Der Betrieb in Obing liegt in Schutt und Asche.
Philipp Seitz, Bayerisches Landwirtschaftliches Wochenblatt
am Donnerstag, 28.07.2022 - 05:15 (2 Kommentare)

Die Feuertragödie von Obing ist mehr, als nur eine Katastrophe für den betroffenen Landwirt. Der Fall zeigt, wie Organisationen den Brand nutzen, um Aufmerksamkeit zu erzielen. Doch das wiederum sorgt vor Ort für Empörung.

Der Hof in Obing nach dem Brand: Die Glutnester mussten noch tagelang gelöscht werden.

Flammen schießen aus dem Strohstadel empor, Feuerwehrleute versuchen, den Brand unter Kontrolle zu bringen: Es sind Bilder, die eine Landwirtsfamilie aus Obing im oberbayerischen Landkreis Traunstein nicht mehr vergessen wird.

Und es sind Aufnahmen einer Katastrophe, die von den Zeitungen abgedruckt und für ein großes mediales Echo sorgen werden. Vier Kälber kamen bei dem Brand ums Leben, die Polizei schätzte den Schaden auf eine halbe Million Euro.

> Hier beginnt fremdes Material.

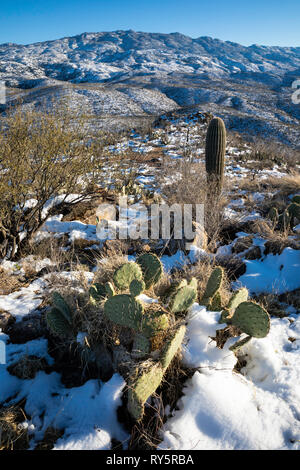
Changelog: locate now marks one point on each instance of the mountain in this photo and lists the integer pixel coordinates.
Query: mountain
(128, 73)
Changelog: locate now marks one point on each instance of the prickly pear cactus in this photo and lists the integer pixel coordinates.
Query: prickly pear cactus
(58, 324)
(151, 267)
(182, 299)
(296, 199)
(127, 273)
(172, 347)
(213, 285)
(149, 375)
(109, 289)
(294, 210)
(237, 298)
(60, 304)
(225, 314)
(284, 220)
(146, 380)
(252, 319)
(141, 346)
(215, 151)
(97, 293)
(239, 344)
(154, 323)
(136, 287)
(273, 215)
(215, 304)
(124, 310)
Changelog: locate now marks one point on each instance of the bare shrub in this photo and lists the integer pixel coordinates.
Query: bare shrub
(43, 155)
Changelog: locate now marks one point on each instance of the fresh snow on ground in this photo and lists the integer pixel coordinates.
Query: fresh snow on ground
(273, 273)
(222, 409)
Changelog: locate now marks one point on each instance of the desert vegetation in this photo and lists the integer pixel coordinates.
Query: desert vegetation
(137, 325)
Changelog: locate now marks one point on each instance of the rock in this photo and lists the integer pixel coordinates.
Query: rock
(6, 320)
(33, 326)
(242, 244)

PETA kündigt Strafanzeige gegen den Landwirt an

Die Brandtragödie von Obing ist jedoch mehr, als nur ein furchtbares Drama für die Familie, die selbst kurz nach dem Brand sagte, dass sie nahezu alles verloren habe. Der Fall Obing ist ein Paradebeispiel dafür, wie ein furchtbares Drama im Kampf um Aufmerksamkeit geschickt genutzt wird.

Denn die Brandtragödie von Obing könnte jetzt ein juristisches Nachspiel haben: Die Organisation PETA hat nach eigenen Angaben Strafanzeige gegen den Landwirt aus Obing gestellt. So ist es in einer von PETA veröffentlichten Mitteilung an die Medien zu lesen. Konkret spricht die Organisation davon, dass die Tiere aufgrund mutmaßlich unzureichender Brandschutzmaßnahmen „qualvoll in den Flammen“ verendet seien.

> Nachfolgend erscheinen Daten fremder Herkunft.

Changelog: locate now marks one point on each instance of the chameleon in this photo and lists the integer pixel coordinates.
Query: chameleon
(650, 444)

Die angekündigte Anzeige von PETA gegen den Landwirt sorgte in den sozialen Netzwerken für Empörung und Kritik. Unter dem Beitrag eines Online-Portals auf der digitalen Plattform Facebook ist etwa der folgende Kommentar zu lesen: „Die Familie hat alles verloren und dann kommt so eine Gruppe und haut noch einen drauf! Wie krank ist das?“

Wie die Tierrechtler ihre Anzeige begründen

Die Anzeige begründet PETA unter anderem damit, dass zehn Tiere in den Flammen verendet seien. Doch das stimmt nicht: Tatsächlich waren es vier Kälber, wie auch die Polizei dem Wochenblatt bestätigte. Die Organisation argumentiert zudem damit, dass der Landwirt gegen das Tierschutzgesetz verstoßen haben soll, weil bei dem Brand Tiere starben. Es würde Sicherheitsvorkehrungen geben, die laut PETA „meist aus Kostengründen nicht genutzt werden“.

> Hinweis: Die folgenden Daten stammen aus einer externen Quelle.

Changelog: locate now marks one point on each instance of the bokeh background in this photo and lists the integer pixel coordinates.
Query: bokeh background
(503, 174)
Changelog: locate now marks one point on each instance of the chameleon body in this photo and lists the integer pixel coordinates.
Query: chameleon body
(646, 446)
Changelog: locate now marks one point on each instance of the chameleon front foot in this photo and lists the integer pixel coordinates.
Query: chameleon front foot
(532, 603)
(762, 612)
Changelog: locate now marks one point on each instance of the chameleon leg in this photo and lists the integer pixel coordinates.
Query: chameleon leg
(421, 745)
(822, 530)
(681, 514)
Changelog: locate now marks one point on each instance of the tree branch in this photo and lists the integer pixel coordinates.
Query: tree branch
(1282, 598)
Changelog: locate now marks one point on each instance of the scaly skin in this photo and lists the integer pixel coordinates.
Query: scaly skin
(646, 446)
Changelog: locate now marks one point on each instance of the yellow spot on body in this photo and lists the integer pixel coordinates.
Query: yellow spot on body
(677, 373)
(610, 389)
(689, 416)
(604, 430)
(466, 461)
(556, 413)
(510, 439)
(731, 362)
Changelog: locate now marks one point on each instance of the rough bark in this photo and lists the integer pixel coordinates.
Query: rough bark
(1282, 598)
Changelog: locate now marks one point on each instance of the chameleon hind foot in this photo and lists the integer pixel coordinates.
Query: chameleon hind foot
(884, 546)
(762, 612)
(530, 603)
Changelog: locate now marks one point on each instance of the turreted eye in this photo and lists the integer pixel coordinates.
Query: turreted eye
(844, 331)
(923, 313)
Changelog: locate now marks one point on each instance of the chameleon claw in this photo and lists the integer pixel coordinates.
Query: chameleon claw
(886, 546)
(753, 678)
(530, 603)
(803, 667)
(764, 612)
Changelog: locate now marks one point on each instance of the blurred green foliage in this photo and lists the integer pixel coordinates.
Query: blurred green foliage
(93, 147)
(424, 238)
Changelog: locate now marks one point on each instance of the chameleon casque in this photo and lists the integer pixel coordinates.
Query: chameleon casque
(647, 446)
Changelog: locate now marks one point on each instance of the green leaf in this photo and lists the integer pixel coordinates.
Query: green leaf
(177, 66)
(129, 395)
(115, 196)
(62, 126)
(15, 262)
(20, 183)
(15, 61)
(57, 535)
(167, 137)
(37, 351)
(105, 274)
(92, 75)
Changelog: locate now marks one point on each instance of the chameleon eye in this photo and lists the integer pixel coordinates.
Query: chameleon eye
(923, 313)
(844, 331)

Doch um was geht es der Organisation Peta: Um den Tierschutz oder doch um schnelle mediale Aufmerksamkeit? Der Bayerische Bauernverband (BBV) vermutet Letzteres. Nach Einschätzung der Rechtsabteilung des BBV kann der betroffene Landwirt einer angekündigten Klage von PETA „mit allergrößter Gelassenheit“ entgegensehen. Die Juristen des Verbandes rechnen damit, dass das Verfahren eingestellt wird. Der Bauernverband vermutet, dass die Organisation mit ihrer Anzeige eigene Motive verfolgt. Die Anzeige sei für den Verband „nicht nachvollziehbar“.

Carl von Butler, stellvertretender BBV-Generalsekretär, sagte dem Wochenblatt: Für PETA könne eine Anzeige schon Sinn machen, um etwa Spendengelder zu gewinnen. „Insofern gibt es hier ja gänzlich unterschiedliche Motivationen zu einem solchen Vorgehen.“ Gegen Falschverdächtigungen könne die angezeigte Person auch vorgehen. PETA selbst formuliere deshalb den Vorwurf „wachsweich“. Der BBV gehe davon aus, dass das Stallgebäude genehmigungskonform errichtet und betrieben worden sei. Der Vorwurf von PETA sei damit „von vornherein unbegründet“.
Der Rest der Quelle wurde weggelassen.